Sometimes you want to iterate over a sequence but you also want the indices of those elements. One way to do that is the enumerate function:

enumerate(<sequence>)

This returns a sequence of two element tuples, the first element in each tuple is the index, the second the element. It is commonly used in for loops, like


In [58]:
for idx, word in enumerate(words):
    print('The index is', idx, '...')
    print('...and the word is', word)


The index is 0 ...
...and the word is the
The index is 1 ...
...and the word is quick
The index is 2 ...
...and the word is brown
The index is 3 ...
...and the word is fox
The index is 4 ...
...and the word is jumped
The index is 5 ...
...and the word is over
The index is 6 ...
...and the word is the
The index is 7 ...
...and the word is lazy
The index is 8 ...
...and the word is dog

List comprehension

There is a short way to make a list from a simple rule by using list comprehensions. The syntax is like

[<element(item)> for item in sequence]

for example, we can calculate the squares of the first 10 integers


In [59]:
[n**2 for n in range(10)]


Out[59]:
[0, 1, 4, 9, 16, 25, 36, 49, 64, 81]

The element can be any code snippet that depends on the item. This example gives a sequence of boolean values that determine if the element in a list is a string.


In [60]:
random_list = [1, 2, 'three', 4.0, ['five',]]
[isinstance(item, str) for item in random_list]


Out[60]:
[False, False, True, False, False]

In [61]:
random_list = [1, 2, 'three', 4.0, ['five',]]

foo = []
for item in random_list:
    foo.append(isinstance(item, str))
foo


Out[61]:
[False, False, True, False, False]

Exercise

Modify the previous list comprehension to test if the elements are integers.


While loops

The majority of loops that you will write will be for loops. These are loops that have a defined number of iterations, over a specified sequence. However, there may be times when it is not clear when the loop should terminate. In this case, you use a while loop. This has the syntax

while <condition>:
    <code>

condition should be something that can be evaluated when the loop is started, and the variables that determine the conditional should be modified in the loop.

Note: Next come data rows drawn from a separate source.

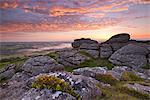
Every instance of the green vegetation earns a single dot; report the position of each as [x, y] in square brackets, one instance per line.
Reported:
[130, 76]
[135, 93]
[107, 78]
[146, 66]
[53, 55]
[13, 60]
[120, 92]
[112, 93]
[54, 83]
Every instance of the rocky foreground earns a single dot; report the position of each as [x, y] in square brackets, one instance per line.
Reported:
[118, 69]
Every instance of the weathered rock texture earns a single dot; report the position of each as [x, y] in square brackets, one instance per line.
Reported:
[113, 44]
[7, 72]
[131, 55]
[87, 45]
[71, 58]
[41, 64]
[86, 87]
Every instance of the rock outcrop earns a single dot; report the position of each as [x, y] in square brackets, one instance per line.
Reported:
[113, 44]
[119, 38]
[7, 72]
[86, 87]
[139, 88]
[41, 64]
[78, 42]
[87, 45]
[131, 55]
[71, 58]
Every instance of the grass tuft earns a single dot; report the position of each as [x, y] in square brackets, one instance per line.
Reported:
[54, 83]
[135, 93]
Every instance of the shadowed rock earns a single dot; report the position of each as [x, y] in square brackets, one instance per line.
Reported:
[41, 64]
[130, 55]
[120, 38]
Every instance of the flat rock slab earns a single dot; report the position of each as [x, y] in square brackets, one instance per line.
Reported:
[139, 88]
[41, 64]
[131, 55]
[71, 58]
[86, 87]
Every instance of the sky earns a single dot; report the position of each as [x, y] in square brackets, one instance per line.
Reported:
[66, 20]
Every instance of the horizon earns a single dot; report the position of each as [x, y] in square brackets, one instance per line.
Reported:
[63, 20]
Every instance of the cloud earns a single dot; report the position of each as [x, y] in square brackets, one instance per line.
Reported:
[62, 15]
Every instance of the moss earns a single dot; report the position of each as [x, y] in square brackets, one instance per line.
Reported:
[111, 93]
[53, 55]
[107, 78]
[135, 93]
[130, 76]
[54, 83]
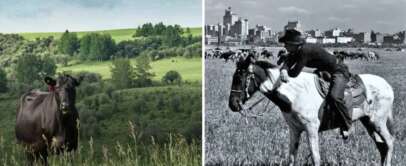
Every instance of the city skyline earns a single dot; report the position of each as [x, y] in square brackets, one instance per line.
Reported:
[356, 14]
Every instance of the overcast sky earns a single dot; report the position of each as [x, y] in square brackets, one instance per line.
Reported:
[361, 15]
[83, 15]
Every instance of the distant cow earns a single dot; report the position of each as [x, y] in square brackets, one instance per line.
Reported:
[48, 121]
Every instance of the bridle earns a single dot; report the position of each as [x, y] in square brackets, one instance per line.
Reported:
[245, 112]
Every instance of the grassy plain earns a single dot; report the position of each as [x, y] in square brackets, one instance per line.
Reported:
[264, 141]
[189, 68]
[117, 34]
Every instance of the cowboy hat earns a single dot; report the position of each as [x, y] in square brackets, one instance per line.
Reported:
[293, 37]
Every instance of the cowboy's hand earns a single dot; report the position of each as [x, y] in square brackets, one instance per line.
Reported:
[284, 76]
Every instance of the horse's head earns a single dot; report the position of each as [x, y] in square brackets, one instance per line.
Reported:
[65, 89]
[247, 78]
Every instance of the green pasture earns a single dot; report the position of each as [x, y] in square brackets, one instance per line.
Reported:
[117, 34]
[189, 68]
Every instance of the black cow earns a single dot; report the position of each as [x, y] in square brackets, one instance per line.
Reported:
[48, 121]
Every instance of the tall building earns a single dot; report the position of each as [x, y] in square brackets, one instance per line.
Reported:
[363, 37]
[229, 17]
[293, 25]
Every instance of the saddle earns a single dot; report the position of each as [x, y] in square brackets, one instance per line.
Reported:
[354, 97]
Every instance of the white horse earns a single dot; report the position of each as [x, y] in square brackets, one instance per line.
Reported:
[300, 102]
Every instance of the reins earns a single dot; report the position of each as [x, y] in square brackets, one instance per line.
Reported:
[245, 112]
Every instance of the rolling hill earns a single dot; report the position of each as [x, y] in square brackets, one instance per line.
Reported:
[189, 68]
[117, 34]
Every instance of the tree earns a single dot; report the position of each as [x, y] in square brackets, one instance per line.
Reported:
[122, 73]
[3, 81]
[172, 36]
[172, 77]
[96, 46]
[69, 43]
[142, 71]
[30, 67]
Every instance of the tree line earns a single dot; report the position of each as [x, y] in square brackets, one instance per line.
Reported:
[96, 46]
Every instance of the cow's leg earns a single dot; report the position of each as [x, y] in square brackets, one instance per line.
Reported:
[30, 158]
[43, 157]
[313, 138]
[293, 144]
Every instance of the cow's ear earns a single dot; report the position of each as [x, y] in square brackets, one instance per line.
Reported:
[77, 81]
[50, 81]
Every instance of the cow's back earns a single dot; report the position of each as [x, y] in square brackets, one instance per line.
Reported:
[36, 118]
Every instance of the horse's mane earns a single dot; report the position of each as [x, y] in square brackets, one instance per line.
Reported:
[265, 64]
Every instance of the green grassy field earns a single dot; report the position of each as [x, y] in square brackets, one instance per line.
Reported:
[118, 142]
[189, 68]
[117, 34]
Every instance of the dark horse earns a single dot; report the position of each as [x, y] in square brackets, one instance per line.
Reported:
[300, 102]
[48, 121]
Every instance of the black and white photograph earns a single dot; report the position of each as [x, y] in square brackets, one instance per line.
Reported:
[304, 82]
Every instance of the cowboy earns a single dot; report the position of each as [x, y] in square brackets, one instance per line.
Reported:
[301, 54]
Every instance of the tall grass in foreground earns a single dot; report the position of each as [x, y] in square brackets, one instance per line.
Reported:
[177, 151]
[229, 140]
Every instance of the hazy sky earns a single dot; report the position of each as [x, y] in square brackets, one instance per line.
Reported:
[361, 15]
[82, 15]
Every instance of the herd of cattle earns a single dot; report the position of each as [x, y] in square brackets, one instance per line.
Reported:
[264, 53]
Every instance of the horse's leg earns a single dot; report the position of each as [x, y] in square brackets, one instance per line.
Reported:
[384, 146]
[293, 144]
[313, 138]
[383, 131]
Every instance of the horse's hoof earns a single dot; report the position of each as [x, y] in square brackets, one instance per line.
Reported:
[345, 134]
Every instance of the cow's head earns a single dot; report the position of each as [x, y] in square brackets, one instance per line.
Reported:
[65, 89]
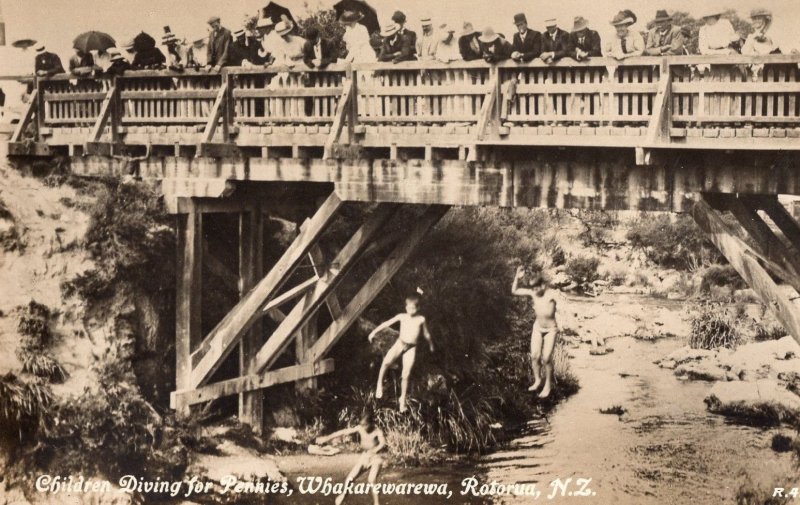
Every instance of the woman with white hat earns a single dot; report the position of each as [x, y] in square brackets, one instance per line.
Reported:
[717, 34]
[627, 43]
[759, 42]
[356, 39]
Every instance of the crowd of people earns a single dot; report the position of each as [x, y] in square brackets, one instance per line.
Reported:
[278, 42]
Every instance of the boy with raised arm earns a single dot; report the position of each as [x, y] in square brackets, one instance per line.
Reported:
[372, 441]
[545, 329]
[412, 325]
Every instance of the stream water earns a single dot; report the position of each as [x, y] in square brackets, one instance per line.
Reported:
[666, 448]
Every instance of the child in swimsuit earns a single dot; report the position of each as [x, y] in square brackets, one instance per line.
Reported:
[372, 441]
[412, 325]
[545, 330]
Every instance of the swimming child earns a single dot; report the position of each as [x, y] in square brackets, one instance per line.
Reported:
[412, 325]
[373, 442]
[545, 329]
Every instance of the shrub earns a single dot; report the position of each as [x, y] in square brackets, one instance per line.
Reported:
[716, 325]
[679, 244]
[582, 270]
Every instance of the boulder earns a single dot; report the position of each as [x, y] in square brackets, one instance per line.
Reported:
[766, 400]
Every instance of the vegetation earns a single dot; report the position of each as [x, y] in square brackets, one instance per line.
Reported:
[716, 325]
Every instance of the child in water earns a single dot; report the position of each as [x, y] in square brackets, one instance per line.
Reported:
[372, 441]
[412, 325]
[545, 329]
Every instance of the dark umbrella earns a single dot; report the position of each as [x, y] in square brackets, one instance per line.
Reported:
[275, 12]
[369, 16]
[93, 41]
[143, 42]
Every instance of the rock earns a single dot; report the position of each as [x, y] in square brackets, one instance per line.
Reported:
[765, 400]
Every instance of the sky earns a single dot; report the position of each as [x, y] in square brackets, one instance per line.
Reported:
[57, 22]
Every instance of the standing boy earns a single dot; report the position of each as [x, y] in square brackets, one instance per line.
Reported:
[545, 330]
[412, 325]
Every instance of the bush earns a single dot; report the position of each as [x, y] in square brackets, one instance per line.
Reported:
[716, 325]
[679, 244]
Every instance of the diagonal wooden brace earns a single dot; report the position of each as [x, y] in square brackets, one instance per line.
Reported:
[222, 339]
[376, 283]
[309, 305]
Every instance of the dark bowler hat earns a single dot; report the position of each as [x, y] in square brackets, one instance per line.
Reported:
[661, 15]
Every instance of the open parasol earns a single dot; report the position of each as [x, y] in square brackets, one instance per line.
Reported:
[369, 17]
[93, 41]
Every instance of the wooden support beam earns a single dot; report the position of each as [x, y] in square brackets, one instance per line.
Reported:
[106, 111]
[734, 250]
[252, 382]
[377, 281]
[307, 307]
[188, 298]
[25, 120]
[251, 247]
[343, 110]
[219, 343]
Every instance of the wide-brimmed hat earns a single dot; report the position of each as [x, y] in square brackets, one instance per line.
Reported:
[351, 17]
[467, 29]
[488, 35]
[622, 18]
[712, 12]
[661, 15]
[390, 29]
[284, 27]
[579, 23]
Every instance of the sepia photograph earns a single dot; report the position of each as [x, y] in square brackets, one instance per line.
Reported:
[399, 252]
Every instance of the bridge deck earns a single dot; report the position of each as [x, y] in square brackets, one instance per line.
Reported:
[601, 133]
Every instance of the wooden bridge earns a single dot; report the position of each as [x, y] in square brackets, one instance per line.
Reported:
[701, 134]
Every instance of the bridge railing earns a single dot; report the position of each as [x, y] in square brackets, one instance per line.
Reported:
[662, 100]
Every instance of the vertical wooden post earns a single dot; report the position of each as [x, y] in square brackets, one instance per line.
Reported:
[251, 242]
[188, 299]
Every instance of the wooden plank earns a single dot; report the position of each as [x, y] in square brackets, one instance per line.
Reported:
[733, 248]
[342, 110]
[251, 382]
[26, 117]
[106, 109]
[215, 114]
[251, 247]
[307, 307]
[219, 343]
[188, 298]
[377, 281]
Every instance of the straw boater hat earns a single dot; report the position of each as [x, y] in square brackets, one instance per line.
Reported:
[488, 35]
[467, 29]
[579, 23]
[661, 15]
[390, 29]
[624, 18]
[351, 17]
[284, 27]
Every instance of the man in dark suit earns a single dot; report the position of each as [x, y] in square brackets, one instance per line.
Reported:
[555, 42]
[46, 63]
[527, 43]
[318, 52]
[219, 46]
[469, 44]
[584, 43]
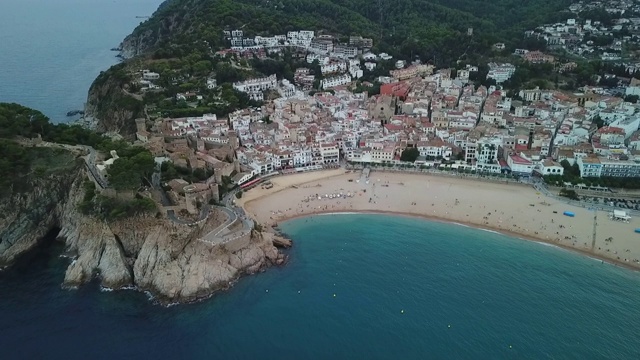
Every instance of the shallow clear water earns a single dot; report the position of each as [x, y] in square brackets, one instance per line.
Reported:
[52, 50]
[404, 288]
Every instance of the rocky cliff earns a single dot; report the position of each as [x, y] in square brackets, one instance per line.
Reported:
[111, 107]
[151, 253]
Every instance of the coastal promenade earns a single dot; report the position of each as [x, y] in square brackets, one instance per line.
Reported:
[525, 208]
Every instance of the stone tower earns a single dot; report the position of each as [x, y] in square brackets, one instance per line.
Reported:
[141, 125]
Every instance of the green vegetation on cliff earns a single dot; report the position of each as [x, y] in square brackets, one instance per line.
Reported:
[22, 163]
[428, 28]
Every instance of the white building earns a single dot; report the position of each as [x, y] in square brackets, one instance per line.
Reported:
[335, 81]
[150, 75]
[334, 67]
[500, 72]
[286, 89]
[519, 165]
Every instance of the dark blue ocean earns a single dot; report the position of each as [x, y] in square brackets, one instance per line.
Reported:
[52, 50]
[356, 287]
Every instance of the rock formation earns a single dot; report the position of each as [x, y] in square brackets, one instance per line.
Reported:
[150, 252]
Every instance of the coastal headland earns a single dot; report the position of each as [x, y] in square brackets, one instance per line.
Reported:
[514, 209]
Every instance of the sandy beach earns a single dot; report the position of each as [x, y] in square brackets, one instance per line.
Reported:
[512, 209]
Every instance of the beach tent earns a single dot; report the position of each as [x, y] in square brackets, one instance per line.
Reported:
[620, 215]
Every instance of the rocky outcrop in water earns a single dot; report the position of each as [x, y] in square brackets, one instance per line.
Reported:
[147, 251]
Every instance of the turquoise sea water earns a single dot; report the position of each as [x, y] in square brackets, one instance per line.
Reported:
[52, 50]
[404, 289]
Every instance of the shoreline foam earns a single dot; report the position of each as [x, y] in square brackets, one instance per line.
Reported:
[282, 198]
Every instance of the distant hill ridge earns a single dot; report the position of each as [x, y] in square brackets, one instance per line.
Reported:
[429, 29]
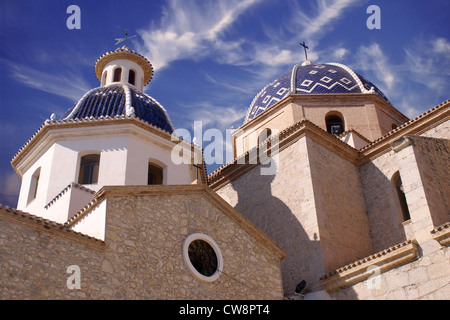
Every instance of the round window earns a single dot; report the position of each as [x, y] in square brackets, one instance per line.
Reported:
[203, 257]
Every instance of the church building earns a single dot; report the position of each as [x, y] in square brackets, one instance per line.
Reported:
[332, 194]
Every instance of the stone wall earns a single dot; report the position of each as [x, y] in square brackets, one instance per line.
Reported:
[313, 208]
[141, 257]
[385, 223]
[341, 212]
[282, 206]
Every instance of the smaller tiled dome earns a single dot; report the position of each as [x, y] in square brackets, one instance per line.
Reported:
[309, 78]
[120, 100]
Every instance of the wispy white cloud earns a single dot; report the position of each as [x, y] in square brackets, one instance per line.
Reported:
[191, 30]
[315, 24]
[372, 58]
[68, 84]
[428, 63]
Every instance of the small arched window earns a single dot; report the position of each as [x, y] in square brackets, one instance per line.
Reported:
[131, 77]
[155, 174]
[89, 166]
[34, 184]
[335, 124]
[117, 74]
[105, 74]
[400, 194]
[264, 134]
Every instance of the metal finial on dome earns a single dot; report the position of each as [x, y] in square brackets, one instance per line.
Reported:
[306, 62]
[119, 40]
[305, 47]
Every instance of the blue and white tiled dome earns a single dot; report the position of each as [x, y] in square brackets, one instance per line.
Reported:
[120, 100]
[308, 78]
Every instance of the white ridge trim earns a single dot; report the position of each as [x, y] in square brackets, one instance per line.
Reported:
[353, 74]
[79, 103]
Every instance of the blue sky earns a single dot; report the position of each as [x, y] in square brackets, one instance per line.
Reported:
[210, 57]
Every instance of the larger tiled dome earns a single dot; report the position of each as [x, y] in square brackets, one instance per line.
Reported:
[308, 78]
[120, 100]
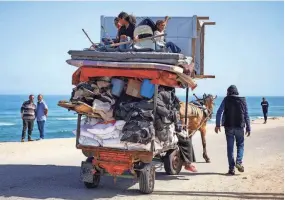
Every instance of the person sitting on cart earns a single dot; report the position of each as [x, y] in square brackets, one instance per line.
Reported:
[126, 31]
[160, 41]
[108, 41]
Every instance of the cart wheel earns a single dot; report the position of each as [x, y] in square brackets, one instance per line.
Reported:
[147, 179]
[94, 184]
[172, 162]
[96, 178]
[86, 153]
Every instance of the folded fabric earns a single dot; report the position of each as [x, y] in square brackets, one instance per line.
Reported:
[84, 132]
[106, 116]
[99, 105]
[111, 135]
[120, 124]
[91, 121]
[111, 141]
[101, 129]
[102, 84]
[88, 141]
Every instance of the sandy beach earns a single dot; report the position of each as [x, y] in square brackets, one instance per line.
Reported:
[49, 169]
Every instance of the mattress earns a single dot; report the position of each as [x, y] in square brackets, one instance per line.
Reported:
[137, 65]
[128, 55]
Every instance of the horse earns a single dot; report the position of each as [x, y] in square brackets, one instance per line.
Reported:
[197, 118]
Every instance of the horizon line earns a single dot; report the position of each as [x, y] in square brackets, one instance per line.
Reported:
[176, 94]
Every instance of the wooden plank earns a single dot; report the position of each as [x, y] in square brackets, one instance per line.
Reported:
[203, 18]
[202, 46]
[204, 76]
[209, 23]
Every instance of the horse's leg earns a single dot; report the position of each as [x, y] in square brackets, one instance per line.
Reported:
[203, 137]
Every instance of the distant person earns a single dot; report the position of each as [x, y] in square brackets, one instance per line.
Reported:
[41, 113]
[28, 114]
[265, 105]
[160, 26]
[234, 112]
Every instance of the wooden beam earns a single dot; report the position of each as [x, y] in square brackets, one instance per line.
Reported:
[205, 76]
[202, 46]
[209, 23]
[203, 18]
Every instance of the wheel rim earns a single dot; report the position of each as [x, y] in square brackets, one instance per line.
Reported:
[151, 178]
[175, 162]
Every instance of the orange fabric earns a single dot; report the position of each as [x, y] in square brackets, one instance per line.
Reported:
[157, 76]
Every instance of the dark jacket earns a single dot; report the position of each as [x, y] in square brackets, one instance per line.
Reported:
[235, 113]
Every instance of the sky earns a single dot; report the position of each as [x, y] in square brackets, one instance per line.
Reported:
[244, 48]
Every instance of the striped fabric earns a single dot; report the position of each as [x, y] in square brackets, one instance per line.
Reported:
[28, 110]
[193, 110]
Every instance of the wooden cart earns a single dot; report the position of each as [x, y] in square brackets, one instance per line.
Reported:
[128, 163]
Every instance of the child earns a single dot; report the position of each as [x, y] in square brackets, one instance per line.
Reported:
[160, 26]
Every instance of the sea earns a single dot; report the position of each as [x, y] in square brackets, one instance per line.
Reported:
[61, 122]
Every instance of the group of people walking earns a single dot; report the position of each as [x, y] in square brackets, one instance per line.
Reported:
[31, 112]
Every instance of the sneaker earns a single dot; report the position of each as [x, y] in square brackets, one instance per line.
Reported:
[231, 172]
[240, 167]
[191, 168]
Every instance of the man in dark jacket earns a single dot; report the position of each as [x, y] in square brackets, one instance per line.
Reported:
[264, 105]
[235, 119]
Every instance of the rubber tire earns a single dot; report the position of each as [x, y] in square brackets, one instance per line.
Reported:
[170, 169]
[96, 178]
[147, 179]
[95, 184]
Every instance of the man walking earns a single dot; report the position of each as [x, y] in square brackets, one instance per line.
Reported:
[28, 114]
[235, 118]
[41, 112]
[264, 105]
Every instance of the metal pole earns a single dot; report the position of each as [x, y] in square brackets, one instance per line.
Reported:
[78, 128]
[152, 146]
[186, 107]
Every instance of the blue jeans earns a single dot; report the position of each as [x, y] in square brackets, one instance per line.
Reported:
[41, 127]
[233, 134]
[173, 47]
[125, 46]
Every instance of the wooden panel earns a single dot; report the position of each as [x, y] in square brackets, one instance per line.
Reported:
[203, 18]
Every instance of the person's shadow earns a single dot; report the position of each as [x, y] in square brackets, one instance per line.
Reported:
[63, 182]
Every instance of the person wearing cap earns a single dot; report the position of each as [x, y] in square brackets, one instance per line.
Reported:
[264, 105]
[28, 115]
[234, 113]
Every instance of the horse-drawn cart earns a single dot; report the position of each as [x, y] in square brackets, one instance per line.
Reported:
[137, 164]
[158, 69]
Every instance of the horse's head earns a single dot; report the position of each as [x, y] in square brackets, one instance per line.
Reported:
[208, 101]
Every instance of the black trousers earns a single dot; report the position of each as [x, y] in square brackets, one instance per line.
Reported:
[265, 113]
[30, 125]
[186, 149]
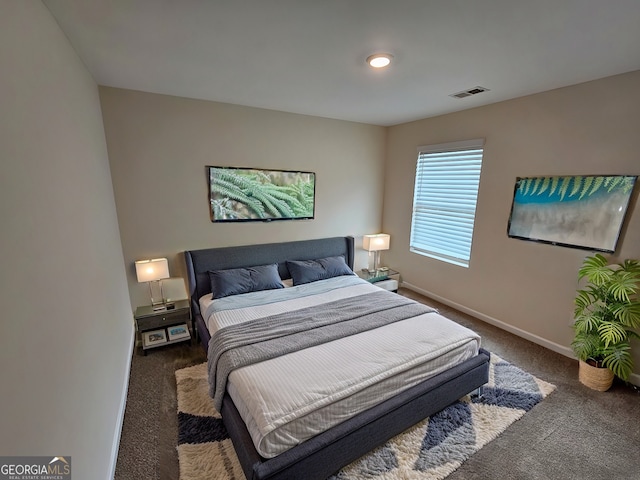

This kind of loop should be use carefully — it is relatively easy to accidentally create an infinite loop, where the condition never is triggered to stop so the loop continues forever. This is especially important to avoid given that we are using shared resources in our class and a while loop that never ends can cause the computer the crash.


In [36]:
n = 5         # starting value
while n > 0:
    n -= 1    # subtract 1 each loop
    print(n)  # look at value of n


4
3
2
1
0

Flow control

There are a few commands that allow you to control the flow of any iterative loop: continue, break, and pass.

  • continue stops the current iteration and continues to the next element, if there is one.

  • break stops the current iteration, and leaves the loop.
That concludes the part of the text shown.